Observation by light microscope showed that the sera of the five animals could all react positively with human nerve tissue, indicating that the immunized animals had produced specific antibodies to nerve tissue (see Figure 2).

2.4 Cell Fusion

According to the results of ELISA detection, combined with the results of specific analysis of human nerve tissue, three animals #4061, #4062 and #4063 were selected for final immunization. Three days later, the spleen cells and tumor cells of the two animals were taken for fusion, and the mouse myeloma Cells (SP2/0) and spleen cells were fused according to the ratio of 1:3, and cells were fused by electrofusion, and the fused cells were spread into 15 feeder cell plates with HAT medium, and cultured in a CO ₂ incubator .

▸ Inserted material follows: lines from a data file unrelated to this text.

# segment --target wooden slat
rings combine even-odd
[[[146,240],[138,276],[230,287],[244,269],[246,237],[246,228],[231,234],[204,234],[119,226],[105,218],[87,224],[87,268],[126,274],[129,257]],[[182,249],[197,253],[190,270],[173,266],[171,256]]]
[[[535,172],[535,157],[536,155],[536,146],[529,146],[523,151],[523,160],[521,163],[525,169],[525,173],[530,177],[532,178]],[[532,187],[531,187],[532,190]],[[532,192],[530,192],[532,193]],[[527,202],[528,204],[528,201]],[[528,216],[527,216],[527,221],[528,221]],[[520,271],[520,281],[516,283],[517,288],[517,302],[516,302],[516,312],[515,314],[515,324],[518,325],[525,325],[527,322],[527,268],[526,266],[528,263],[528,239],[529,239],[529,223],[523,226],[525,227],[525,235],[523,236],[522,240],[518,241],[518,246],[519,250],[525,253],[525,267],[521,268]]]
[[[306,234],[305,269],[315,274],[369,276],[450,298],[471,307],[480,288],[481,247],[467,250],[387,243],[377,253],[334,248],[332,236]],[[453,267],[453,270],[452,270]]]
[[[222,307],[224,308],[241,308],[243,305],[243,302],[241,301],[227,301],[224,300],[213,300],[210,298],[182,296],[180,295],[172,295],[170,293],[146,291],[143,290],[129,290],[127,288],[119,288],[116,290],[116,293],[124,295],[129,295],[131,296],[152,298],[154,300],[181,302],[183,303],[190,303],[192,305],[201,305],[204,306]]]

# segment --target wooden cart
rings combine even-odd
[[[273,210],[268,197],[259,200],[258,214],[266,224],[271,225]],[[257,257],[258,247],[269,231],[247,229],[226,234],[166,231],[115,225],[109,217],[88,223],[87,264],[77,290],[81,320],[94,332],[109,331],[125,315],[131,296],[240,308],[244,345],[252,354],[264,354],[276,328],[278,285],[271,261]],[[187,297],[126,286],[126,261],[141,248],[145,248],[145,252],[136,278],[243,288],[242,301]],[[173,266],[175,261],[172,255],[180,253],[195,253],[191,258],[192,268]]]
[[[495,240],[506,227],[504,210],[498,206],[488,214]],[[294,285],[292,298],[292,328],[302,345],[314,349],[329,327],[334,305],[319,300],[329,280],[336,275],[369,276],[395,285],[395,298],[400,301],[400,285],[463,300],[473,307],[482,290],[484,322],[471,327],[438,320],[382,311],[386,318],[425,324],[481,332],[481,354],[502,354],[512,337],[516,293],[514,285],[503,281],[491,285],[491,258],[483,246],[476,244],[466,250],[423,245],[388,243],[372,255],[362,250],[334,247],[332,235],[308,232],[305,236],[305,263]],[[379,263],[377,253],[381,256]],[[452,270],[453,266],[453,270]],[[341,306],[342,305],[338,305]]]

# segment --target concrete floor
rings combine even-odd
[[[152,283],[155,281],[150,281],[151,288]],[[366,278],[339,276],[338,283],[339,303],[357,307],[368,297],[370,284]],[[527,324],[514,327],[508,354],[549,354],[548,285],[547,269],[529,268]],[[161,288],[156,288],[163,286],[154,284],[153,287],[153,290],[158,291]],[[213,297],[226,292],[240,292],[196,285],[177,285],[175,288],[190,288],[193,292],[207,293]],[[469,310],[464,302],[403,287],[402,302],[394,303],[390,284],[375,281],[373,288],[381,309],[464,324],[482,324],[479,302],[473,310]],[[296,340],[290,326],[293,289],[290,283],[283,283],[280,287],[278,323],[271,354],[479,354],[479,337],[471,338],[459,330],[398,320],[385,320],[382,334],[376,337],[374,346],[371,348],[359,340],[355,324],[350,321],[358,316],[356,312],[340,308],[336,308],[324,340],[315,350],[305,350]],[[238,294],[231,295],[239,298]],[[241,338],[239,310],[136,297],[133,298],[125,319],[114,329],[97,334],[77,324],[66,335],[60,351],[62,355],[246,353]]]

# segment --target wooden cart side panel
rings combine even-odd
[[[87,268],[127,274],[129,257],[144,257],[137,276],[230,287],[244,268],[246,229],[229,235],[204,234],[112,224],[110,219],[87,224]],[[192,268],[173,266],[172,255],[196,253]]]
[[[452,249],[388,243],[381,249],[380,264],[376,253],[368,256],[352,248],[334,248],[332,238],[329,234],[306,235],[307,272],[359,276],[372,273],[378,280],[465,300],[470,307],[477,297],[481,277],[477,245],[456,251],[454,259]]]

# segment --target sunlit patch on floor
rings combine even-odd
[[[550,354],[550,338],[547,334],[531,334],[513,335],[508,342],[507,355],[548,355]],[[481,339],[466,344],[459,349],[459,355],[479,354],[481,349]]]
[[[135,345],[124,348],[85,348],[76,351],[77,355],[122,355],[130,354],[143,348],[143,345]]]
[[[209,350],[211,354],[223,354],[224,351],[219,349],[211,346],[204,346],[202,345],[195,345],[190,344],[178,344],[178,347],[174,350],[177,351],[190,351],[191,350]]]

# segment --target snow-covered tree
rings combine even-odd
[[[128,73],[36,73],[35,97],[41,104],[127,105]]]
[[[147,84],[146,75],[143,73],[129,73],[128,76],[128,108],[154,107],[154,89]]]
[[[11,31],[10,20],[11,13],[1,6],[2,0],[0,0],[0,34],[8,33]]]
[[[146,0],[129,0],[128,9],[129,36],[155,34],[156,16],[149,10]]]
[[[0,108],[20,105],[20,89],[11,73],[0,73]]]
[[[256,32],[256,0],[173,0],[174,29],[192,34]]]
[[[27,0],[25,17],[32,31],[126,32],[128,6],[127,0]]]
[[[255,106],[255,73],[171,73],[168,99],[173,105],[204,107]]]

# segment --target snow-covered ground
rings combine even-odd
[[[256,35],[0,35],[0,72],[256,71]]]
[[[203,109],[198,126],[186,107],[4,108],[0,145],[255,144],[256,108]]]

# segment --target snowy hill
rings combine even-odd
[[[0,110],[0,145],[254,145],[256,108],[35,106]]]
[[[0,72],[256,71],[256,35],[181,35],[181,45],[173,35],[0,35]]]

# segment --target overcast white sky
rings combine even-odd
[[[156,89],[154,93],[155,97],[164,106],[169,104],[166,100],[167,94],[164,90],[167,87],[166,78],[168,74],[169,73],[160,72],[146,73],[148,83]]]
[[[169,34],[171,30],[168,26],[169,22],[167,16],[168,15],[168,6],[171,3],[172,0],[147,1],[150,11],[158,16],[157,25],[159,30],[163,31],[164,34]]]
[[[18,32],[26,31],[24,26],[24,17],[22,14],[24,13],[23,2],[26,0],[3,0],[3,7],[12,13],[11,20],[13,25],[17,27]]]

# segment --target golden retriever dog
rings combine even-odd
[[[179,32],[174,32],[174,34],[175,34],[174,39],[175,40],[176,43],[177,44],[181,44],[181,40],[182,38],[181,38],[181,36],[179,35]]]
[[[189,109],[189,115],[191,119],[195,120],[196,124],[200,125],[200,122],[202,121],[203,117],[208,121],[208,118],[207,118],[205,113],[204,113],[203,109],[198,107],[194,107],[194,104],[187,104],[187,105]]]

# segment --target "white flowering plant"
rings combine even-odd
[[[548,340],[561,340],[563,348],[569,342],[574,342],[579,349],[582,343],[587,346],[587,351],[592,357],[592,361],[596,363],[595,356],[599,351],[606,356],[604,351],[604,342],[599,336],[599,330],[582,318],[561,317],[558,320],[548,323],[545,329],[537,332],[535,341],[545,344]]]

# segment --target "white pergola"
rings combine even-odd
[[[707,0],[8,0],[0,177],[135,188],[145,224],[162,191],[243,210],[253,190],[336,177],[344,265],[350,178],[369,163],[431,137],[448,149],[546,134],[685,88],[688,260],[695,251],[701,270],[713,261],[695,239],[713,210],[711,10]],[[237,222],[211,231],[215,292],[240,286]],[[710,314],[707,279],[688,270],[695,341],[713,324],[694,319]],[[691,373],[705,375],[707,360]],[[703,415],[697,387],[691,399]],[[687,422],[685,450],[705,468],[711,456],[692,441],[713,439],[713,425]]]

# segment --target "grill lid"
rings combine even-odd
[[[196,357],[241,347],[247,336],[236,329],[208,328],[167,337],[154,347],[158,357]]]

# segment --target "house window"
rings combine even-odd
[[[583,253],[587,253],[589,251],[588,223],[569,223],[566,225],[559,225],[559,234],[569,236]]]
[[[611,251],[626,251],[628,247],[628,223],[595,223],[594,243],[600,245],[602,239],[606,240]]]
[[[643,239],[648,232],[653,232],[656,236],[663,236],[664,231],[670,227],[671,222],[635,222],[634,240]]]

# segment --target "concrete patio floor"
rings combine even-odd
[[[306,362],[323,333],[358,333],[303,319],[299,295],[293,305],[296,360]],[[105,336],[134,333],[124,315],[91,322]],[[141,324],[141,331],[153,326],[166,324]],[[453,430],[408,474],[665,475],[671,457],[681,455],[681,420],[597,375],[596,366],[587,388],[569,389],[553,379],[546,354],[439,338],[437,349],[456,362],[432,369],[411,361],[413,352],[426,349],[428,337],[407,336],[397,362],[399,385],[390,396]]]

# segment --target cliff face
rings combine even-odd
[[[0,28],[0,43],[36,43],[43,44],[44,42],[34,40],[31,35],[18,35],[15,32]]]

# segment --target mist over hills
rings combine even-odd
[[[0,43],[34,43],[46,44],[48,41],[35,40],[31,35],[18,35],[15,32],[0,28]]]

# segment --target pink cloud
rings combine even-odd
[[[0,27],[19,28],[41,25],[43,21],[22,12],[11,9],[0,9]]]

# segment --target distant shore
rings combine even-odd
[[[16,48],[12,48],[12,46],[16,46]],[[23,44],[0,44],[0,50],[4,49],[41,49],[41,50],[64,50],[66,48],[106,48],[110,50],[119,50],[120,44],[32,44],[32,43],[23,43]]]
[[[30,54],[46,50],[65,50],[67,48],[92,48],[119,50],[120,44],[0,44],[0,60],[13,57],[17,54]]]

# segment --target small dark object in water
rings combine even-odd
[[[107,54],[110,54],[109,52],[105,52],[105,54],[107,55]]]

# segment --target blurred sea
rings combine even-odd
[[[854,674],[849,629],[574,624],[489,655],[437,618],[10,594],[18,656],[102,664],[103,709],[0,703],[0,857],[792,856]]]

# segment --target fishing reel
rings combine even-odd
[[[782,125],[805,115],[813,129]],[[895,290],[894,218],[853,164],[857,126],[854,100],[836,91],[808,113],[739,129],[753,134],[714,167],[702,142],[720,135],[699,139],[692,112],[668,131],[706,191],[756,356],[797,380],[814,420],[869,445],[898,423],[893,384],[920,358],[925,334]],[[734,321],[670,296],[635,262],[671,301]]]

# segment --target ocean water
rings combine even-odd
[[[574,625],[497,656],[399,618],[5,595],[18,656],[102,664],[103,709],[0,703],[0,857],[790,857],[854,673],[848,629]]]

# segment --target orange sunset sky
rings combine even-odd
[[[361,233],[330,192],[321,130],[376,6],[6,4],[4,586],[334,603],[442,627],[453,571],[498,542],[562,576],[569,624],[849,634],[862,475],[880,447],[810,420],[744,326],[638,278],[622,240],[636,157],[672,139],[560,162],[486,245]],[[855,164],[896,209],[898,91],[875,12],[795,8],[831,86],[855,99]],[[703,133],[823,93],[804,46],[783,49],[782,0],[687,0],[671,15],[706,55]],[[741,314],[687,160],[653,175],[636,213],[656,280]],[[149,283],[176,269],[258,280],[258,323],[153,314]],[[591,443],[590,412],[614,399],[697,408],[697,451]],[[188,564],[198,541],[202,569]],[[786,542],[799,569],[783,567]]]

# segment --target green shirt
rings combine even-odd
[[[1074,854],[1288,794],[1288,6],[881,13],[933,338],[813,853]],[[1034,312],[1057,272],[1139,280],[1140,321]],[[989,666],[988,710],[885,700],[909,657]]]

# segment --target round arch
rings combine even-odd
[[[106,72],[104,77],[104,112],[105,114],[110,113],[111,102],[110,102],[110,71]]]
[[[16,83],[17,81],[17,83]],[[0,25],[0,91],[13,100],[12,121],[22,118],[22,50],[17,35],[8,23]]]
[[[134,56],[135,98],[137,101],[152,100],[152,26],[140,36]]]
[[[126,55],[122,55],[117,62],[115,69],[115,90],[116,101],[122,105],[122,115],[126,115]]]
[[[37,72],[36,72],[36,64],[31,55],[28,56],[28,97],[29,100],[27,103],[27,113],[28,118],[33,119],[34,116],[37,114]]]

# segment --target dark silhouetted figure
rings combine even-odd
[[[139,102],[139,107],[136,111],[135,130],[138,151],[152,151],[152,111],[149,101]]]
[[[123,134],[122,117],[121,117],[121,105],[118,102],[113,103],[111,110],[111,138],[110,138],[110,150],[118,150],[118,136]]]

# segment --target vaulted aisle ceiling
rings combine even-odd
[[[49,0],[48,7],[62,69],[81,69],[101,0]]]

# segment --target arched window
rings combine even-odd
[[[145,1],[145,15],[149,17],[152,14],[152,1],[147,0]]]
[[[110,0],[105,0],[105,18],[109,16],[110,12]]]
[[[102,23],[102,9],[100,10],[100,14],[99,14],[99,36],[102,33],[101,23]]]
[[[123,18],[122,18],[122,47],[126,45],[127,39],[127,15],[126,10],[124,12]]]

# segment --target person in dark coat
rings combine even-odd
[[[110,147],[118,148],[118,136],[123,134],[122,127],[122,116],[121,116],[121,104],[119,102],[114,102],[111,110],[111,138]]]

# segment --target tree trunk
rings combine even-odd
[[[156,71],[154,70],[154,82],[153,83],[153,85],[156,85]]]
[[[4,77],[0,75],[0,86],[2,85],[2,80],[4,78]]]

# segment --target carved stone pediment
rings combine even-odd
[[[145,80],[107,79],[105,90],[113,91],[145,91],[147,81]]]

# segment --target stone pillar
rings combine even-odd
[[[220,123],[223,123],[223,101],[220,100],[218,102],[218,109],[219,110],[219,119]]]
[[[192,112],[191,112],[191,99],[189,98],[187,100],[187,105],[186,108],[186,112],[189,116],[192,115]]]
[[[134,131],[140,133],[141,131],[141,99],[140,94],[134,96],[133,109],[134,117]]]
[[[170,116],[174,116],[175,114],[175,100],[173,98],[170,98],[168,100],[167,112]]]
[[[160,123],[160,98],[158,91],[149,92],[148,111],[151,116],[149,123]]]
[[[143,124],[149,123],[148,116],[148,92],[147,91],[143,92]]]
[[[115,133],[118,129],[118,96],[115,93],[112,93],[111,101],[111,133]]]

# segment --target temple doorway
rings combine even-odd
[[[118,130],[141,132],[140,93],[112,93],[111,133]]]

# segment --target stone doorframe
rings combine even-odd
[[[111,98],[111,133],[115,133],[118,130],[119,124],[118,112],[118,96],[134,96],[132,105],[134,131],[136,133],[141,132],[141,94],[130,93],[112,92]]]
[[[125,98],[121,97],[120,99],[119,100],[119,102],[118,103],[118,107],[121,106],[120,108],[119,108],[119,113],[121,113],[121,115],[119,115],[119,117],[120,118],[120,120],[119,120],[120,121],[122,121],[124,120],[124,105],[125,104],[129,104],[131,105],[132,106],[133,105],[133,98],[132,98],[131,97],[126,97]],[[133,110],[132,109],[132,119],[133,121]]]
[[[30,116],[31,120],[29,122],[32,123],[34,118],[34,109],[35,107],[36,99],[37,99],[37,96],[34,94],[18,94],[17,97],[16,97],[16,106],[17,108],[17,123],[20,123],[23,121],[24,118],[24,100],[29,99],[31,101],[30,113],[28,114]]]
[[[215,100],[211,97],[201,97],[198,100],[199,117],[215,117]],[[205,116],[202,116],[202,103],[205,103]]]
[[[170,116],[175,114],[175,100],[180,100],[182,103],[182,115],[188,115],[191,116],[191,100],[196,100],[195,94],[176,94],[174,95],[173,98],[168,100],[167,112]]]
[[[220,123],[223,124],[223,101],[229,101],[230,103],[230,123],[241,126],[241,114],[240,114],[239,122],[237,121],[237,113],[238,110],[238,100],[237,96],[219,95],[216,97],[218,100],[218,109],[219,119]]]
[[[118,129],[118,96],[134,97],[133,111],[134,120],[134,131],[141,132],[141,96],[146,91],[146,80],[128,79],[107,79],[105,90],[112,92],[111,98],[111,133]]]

2.5 Screening of hybridoma cell lines:

After the fused cells were cultured for 7-10 days, the whole plate was replaced with culture medium, and ELISA was used for detection after 4 hours of medium change. The specific materials and steps of the ELISA are the same as those for the animal serum ELISA detection described in 2.2.

Plate 10 per animal, a total of 40 96-well plates, a total of 3840 wells, add fusion animal serum 1:1000 dilution, set as a negative control, add blank medium, use the OD value of the blank control to detect, select the highest antibody titer , and S/B (Signal/Blank)>=2.1, it was confirmed as a positive clone, and a total of 135 candidate clones were screened for the next round of subcloning.

2.5.1 Subcloning:

The clones of 135 single-well cells screened for the first time were detected for the second time (the detection method was the same as above), and according to the antibody titer and S/B ratio, 14 candidate clones were screened from 135 candidate clones, and 14 candidate clones were screened. The detection results of the clones are shown in Table 2. These 14 clones will be used for further screening.

2.6. Affinity sorting:

In order to screen monoclonal antibody cell lines with relatively high affinity, affinity sorting was performed on 14 monoclonal antibody cell lines. The results are shown in Table 3. Of the 14 monoclonal antibodies, only three clones, 5C12d2C8, 18F9G6D5 and 55F8C3B2, have higher reliability of the fitting curve, among which 5C12d2C8 has the highest affinity, KD(M) reaches 4.55x10 ^-9 , Rmax(RU ) only reached 291.1 (Table 3), and the cell line of this clone was used as a candidate clone.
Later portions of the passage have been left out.